One finds it difficult to tell the birth date of an individual in a country where birth certificates are little know. Abebe’s case is no exception. As we have witnessed, different sources give him different birth dates. Examples: the official source says that he was 28 when he won gold in Rome in 1960. According to this source, he was born in 1932. The English Merha Sport issue of January 1, 1989, took it back to 1928. It is generally agreed that he was born on the 5th of September 1933.

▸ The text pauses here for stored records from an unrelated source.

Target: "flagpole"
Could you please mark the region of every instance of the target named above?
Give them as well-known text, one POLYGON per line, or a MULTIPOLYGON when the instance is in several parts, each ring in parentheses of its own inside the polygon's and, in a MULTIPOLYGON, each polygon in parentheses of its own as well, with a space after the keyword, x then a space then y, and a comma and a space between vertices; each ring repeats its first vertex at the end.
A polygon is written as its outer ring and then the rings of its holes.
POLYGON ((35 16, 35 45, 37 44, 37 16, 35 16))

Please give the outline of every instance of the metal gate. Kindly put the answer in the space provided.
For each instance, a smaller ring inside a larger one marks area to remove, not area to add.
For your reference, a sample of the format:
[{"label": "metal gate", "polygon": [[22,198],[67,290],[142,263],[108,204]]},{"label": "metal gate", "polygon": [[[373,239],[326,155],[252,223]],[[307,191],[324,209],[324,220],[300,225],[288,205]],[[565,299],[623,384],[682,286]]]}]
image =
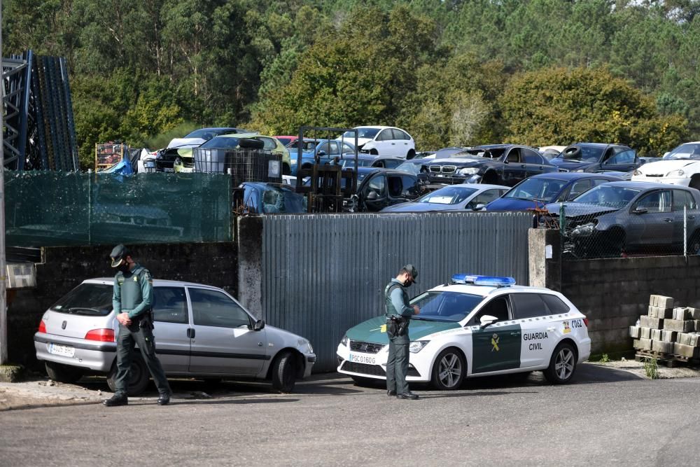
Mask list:
[{"label": "metal gate", "polygon": [[315,371],[335,368],[350,327],[384,313],[384,286],[403,265],[412,295],[455,273],[528,283],[526,213],[263,216],[262,317],[311,340]]}]

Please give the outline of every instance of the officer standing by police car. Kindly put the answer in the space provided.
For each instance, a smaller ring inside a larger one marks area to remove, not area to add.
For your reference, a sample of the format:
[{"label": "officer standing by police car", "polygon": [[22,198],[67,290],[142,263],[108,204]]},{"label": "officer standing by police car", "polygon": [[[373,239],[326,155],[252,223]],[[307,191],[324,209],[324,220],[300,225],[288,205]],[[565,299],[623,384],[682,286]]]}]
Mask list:
[{"label": "officer standing by police car", "polygon": [[408,389],[409,347],[408,325],[411,316],[418,314],[418,305],[410,305],[406,288],[416,284],[418,270],[407,264],[398,272],[384,288],[386,308],[386,334],[389,338],[389,356],[386,361],[386,395],[400,399],[414,400],[418,395]]},{"label": "officer standing by police car", "polygon": [[107,407],[128,403],[127,386],[134,344],[139,346],[144,361],[158,389],[158,403],[170,402],[170,386],[160,361],[155,356],[153,340],[153,314],[151,309],[153,280],[148,270],[134,262],[124,245],[117,245],[110,253],[114,276],[112,305],[119,321],[117,337],[117,375],[114,396],[103,401]]}]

He was born in North Shoa at a place called Jetto Bina Deneba near Debre Berhan from his father Bikila Demissie and mother Woodenesh Beneberu. Abebe grew up with his brother Kinfu Bikila and sister Aschaletch Temtime. Like many in the country, he spent his early ages herding cattle and helping his parents. As he grew up he showed an interest in Guggs (traditional horse racing), Hokey Games, etc.

His athletic talents were best seen upon his entry into the Imperial Body Guard in 1953. Oddly enough, it is confirmed, Abebe was dropped from enrolment in the army in 1948 due to his youngish age after five days of stay at the military camp. In 1957, he got married to Miss Yewubdar W/Giorogis and was to have six children, of whom two died.

Abebe was paralysed from the waist down for the rest of his life in a car accident which occurred while driving back home from Sheno to Addis Ababa on the 14th of March 1968. He was flown to London to the Stockmandville Hospital.

Interestingly enough, though confined to a wheelchair, his athletic prowess never came to an end. He completed in archery and won special prizes in the 25 km and 10 km stage race in Britain and Norway. He died on October 25, 1973, at the Imperial Body Guard Hospital and buried the next day at St. Joseph Church in the presence of the former Emperor Haile Selassie.

But despite his untimely death, the great Abebe Bikila is survived by his four children: Dawit 28, Tsige 25, Yetnayet 22, and Teferia 20.

In his eight years athletic career, he scored several spectacular victories.

Melaku says:

Following the footsteps of Abebe Bikila, many young athletic heroes, such as Miruth Yifter, Haile Gebreselassie, and Kenesa Bekele, Derartu Tulu, Gete Wami, and many others, made athletics a sports tradition of Ethiopia.